Berliner Wassertisch, Sprecherteam, 05.06.2012
berliner-wassertisch.net

Zu Meldungen in heutigen Zeitungen, der Wissenschaftliche Parlamentsdienst (WPD) habe die Verträge zur Teilprivatisierung der Berliner Wasserbetriebe als verfassungskonform bezeichnet, erklärt der Berliner Wassertisch:

1. Ein Gutachten des WPD kann eine gerichtliche Prüfung nicht ersetzen. Es ist nie gerichtlich festgestellt worden, dass die jetzige gesetzliche Regelung der Teilprivatisierung mit der Verfassung von Berlin vereinbar ist. Ein WPD-Gutachten ersetzt weder eine gerichtliche Prüfung noch eine Prüfung durch von Senat und Abgeordnetenhaus unabhängige Experten. Eine solche Prüfung durch unabhängige Fachleute verlangt aber das im Volksentscheid angenommene Offenlegungsgesetz.
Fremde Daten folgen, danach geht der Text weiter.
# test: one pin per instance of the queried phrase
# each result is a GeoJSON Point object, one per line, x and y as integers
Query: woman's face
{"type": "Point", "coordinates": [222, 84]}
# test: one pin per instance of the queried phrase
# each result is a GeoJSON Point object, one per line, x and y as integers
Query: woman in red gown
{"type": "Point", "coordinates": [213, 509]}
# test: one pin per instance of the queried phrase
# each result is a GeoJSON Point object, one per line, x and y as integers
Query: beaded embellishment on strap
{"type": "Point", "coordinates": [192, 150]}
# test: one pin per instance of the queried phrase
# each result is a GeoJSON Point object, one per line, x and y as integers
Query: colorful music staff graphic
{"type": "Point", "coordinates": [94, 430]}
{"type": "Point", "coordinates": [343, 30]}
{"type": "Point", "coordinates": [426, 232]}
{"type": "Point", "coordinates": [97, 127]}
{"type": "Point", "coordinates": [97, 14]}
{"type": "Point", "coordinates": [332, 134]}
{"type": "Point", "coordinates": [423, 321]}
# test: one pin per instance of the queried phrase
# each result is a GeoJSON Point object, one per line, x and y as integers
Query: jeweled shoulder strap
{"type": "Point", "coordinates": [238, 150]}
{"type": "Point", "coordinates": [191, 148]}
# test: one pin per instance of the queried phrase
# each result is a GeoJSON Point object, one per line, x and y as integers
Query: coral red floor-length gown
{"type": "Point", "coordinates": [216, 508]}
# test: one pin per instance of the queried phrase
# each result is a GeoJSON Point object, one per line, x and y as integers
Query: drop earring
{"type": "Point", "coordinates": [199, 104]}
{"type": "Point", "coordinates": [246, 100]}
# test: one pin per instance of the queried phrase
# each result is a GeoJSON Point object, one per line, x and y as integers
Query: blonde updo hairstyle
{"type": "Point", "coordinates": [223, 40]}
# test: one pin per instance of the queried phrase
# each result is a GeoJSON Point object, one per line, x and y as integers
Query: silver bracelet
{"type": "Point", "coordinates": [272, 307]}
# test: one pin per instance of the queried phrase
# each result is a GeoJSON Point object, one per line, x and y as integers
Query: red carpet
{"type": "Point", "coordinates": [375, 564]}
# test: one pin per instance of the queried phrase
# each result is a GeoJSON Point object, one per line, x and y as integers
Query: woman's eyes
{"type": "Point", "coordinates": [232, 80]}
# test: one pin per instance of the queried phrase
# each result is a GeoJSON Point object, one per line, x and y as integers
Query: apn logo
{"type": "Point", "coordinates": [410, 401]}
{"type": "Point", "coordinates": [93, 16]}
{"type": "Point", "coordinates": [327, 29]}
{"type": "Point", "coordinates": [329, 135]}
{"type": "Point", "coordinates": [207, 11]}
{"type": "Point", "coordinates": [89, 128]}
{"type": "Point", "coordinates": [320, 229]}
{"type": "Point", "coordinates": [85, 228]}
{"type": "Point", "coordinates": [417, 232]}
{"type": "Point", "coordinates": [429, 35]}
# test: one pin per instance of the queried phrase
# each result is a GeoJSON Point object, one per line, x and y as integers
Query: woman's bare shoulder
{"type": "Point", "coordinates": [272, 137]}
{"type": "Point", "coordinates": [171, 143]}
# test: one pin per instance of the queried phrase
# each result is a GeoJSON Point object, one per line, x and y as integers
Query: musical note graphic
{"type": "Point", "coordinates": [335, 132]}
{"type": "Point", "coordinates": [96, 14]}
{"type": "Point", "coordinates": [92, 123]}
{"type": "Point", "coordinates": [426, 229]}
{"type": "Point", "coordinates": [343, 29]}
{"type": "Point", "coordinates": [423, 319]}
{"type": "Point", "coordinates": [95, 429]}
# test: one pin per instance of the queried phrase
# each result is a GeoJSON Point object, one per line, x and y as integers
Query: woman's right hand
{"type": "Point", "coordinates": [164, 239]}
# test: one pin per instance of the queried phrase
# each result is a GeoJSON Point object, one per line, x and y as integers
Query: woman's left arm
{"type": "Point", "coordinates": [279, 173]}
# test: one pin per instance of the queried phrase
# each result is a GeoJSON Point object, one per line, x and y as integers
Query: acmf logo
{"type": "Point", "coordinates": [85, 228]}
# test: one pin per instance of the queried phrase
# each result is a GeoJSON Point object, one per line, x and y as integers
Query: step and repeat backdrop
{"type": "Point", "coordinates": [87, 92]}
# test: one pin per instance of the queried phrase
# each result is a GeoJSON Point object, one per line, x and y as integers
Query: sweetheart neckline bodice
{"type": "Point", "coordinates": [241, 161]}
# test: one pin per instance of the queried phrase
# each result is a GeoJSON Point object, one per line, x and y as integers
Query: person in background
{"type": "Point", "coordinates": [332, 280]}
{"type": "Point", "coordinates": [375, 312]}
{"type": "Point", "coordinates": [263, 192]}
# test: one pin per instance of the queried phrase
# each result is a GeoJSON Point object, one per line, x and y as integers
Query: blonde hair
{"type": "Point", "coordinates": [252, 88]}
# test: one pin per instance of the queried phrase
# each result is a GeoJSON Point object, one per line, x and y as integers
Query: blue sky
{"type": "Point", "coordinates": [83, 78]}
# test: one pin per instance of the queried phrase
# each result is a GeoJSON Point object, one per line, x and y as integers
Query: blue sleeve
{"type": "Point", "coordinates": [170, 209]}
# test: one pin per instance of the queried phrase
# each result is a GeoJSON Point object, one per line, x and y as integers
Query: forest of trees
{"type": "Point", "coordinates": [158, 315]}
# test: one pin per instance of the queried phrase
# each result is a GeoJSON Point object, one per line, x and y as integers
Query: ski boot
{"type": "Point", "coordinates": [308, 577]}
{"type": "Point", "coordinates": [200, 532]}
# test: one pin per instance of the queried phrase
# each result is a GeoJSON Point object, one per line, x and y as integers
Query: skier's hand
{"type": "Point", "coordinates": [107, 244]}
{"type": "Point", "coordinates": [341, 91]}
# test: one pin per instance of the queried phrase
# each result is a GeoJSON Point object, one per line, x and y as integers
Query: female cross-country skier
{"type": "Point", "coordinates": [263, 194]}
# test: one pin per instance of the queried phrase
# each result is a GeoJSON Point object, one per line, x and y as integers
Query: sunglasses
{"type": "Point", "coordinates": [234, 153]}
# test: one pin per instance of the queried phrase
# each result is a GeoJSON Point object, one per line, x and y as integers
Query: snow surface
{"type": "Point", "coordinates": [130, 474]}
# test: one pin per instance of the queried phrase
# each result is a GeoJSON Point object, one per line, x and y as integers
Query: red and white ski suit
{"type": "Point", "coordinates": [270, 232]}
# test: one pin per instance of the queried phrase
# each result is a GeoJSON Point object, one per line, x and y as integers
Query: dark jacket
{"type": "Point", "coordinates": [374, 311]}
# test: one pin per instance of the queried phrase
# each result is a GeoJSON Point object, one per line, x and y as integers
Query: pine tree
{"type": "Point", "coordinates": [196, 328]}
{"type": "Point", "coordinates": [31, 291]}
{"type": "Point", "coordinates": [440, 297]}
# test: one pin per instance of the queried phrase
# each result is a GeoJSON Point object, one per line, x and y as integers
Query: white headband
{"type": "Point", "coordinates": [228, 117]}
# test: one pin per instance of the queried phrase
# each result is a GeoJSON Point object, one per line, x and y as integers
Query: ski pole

2. Erst durch die Veröffentlichung der Verträge konnte nachgewiesen werden, dass in ihnen eine Renditegarantie für die privaten Anteilseigner enthalten ist. Diese Renditegarantie wird durch das Betriebegesetz und die Wassertarifordnung gesichert. Folglich müssen Betriebegesetz und Wassertarifordnung geändert werden, um die Renditegarantie abzuschaffen. “Das haben uns die 666.000 Wasserverbraucher aufgegeben, die im Volksentscheid für unser Gesetz gestimmt haben”, erklärte Gerhard Seyfarth vom Sprecherteam des Berliner Wassertischs.